There are a number of possibilities and skilled mediators know how to deal with what you would hope is a temporary “blip”’ in the negotiations.
First of all, your client should be prepared for this. I normally tell my clients that this is our first day of real negotiations. We would not be going if we were not prepared and interested in settling. But we are just one side. The defendant(s) may or may not have the right attitude about settlement, or may be fighting among themselves as to their respective shares.
Second, I have a basic operating principal in mediations. If the parties are talking there is hope, so KEEP TALKING if you are interested in getting the job done and a resolution of your clients’ case.
So what are the alternatives if the parties reach the end of the day or it’s apparent during the mediation day that they are stuck and the process has bogged down?
No. 1: Use a “mediator’s field of play”: Here the mediator proposes a “demand” and “offer” which each side must accept. That is, the plaintiff must agree to make the proposed “demand” and the defense (if more than one then perhaps a joint offer) agrees to the proposed offer. Once that occurs then the parties negotiate further. This approach is used when the plaintiff is holding back and making “demands” that are too high and the defense is standing on an offer that one might characterize as “way too low.” That is, each side is being unrealistic. The approach I describe forces the parties into an appropriate mediating range or “field of play” that allows them to get back to mediating.
No. 2: Adjourn and come back another day: This often happens. Perhaps there is more discussion that needs to take place between lawyer and client, or the parties need more discovery. However, if there is real interest in a settlement among all parties, a second session after some time passes and some additional work is done, often can lead to resolution.
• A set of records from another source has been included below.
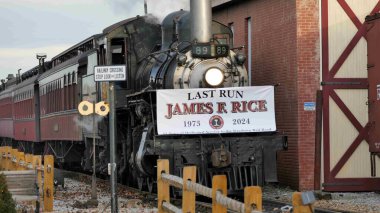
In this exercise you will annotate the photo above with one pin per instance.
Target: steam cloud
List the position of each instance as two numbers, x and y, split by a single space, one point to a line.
161 8
158 8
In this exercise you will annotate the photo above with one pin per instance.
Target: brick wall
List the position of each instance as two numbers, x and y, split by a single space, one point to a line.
308 54
284 52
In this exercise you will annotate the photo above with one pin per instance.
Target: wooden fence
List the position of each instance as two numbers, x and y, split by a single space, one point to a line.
15 164
218 193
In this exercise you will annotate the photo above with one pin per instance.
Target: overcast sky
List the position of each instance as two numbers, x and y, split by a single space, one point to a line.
51 26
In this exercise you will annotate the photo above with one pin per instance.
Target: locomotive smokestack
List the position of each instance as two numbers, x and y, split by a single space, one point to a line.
201 20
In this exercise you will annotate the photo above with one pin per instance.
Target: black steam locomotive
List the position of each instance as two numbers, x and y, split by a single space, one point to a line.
187 50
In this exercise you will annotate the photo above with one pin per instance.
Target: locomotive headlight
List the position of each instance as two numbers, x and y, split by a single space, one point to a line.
214 77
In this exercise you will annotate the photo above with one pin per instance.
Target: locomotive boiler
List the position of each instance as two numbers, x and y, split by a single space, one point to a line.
186 51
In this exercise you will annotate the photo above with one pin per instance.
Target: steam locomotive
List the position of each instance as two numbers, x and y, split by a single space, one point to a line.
188 50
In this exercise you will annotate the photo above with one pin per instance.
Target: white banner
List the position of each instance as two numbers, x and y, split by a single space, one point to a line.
210 111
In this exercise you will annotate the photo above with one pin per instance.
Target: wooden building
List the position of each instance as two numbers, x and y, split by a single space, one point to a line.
306 46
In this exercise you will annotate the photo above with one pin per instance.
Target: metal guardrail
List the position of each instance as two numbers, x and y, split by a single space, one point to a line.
13 160
218 193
No. 3: Separate sessions with the parties: If there are disagreements among several defendants, but overall they have a sense of what collectively might result in a settlement, perhaps a separate settlement session with the defendants will allow them to discuss their respective shares.
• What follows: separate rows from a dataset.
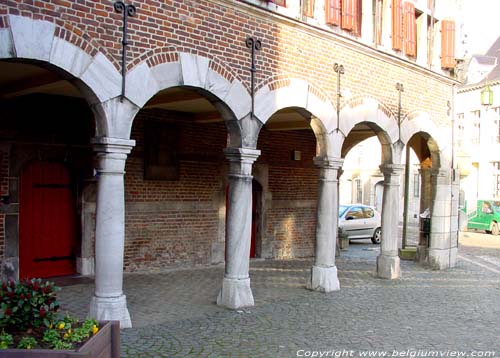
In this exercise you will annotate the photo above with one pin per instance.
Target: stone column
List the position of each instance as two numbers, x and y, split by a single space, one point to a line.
388 265
109 302
422 255
324 272
235 291
443 244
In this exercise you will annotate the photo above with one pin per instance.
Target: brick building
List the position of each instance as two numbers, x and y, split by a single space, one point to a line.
180 167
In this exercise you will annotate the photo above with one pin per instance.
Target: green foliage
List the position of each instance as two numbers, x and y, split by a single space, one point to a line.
27 343
27 303
6 340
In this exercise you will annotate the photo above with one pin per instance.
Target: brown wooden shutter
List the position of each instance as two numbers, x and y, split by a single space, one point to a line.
332 9
349 15
308 8
397 26
447 44
410 29
279 2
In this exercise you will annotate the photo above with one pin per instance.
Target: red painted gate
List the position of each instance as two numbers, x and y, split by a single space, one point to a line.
46 221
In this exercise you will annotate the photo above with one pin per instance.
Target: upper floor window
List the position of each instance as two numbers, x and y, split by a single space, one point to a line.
308 8
279 2
404 27
344 13
447 44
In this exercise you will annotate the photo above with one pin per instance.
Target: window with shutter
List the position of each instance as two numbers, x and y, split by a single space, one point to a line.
358 18
279 2
397 25
349 15
377 22
410 30
332 9
308 8
447 44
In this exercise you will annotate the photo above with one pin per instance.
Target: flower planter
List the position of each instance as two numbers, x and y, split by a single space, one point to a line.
104 344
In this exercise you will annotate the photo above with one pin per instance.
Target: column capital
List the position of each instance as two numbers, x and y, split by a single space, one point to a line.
240 161
325 162
112 154
392 169
242 155
112 145
439 172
No. 4: The mediator works the phones: Here the mediator takes the responsibility of continuing negotiations by calling the parties separately and discussing resolution. This can work in the situation where the parties are close but closure does not occur. Maybe the defendant or defendants need to request additional authority, and cannot accomplish this during the mediation day. Or perhaps the mediator wants some time to talk to the parties separately without the time pressures of a work day. The disadvantage is that the mediator loses the face-to-face encounter, and also has the inconvenience of trying to reach counsel, who are often occupied during the business day. This becomes more of a problem when there are time differences. But continuing the mediation process is better than abandoning it. Perhaps the mediator can even bring the parties back to a face-to-face process if he runs out of nickels for the phone call!! (I remember when.)
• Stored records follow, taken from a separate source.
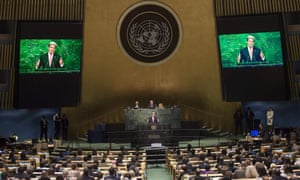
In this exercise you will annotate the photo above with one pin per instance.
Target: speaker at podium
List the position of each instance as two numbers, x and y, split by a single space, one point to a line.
256 123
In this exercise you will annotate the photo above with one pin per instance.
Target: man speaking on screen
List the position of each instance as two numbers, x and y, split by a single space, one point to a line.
50 59
250 53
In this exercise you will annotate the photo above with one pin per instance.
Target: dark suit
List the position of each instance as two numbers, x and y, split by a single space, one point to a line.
153 119
245 57
44 61
44 128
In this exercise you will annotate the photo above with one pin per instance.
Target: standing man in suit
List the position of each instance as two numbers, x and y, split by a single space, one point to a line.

No. 5: A mediator’s proposal: This is the last resort for a mediator to settle a case where the parties are reasonably close but are unable to make the final move to closure. Here the mediator proposes a number and the terms of a settlement. Both sides are advised of such and given the opportunity to accept or not. If the parties accept the mediator’s proposal, then the deal is done. If not, there is no settlement. In my experience, mediators are reluctant to do a mediator’s proposal unless there is a real chance the parties will accept it. These are normally very reasonable proposals which are irresistible in most cases. I cannot remember a case in which a mediator’s proposal was not accepted by the parties, but then this approach is not one that occurs with great frequency. Used properly by a mediator it can be an effective tool for resolution.
There are other approaches as a mediation is subject to the creativity of the mediator and the parties. But as long as the parties “keep talking” there is hope for a settlement. After all, as noted in previous columns, history and statistics demonstrate that the parties are likely to do better by settlement than concluding the matter by arbitration or trial.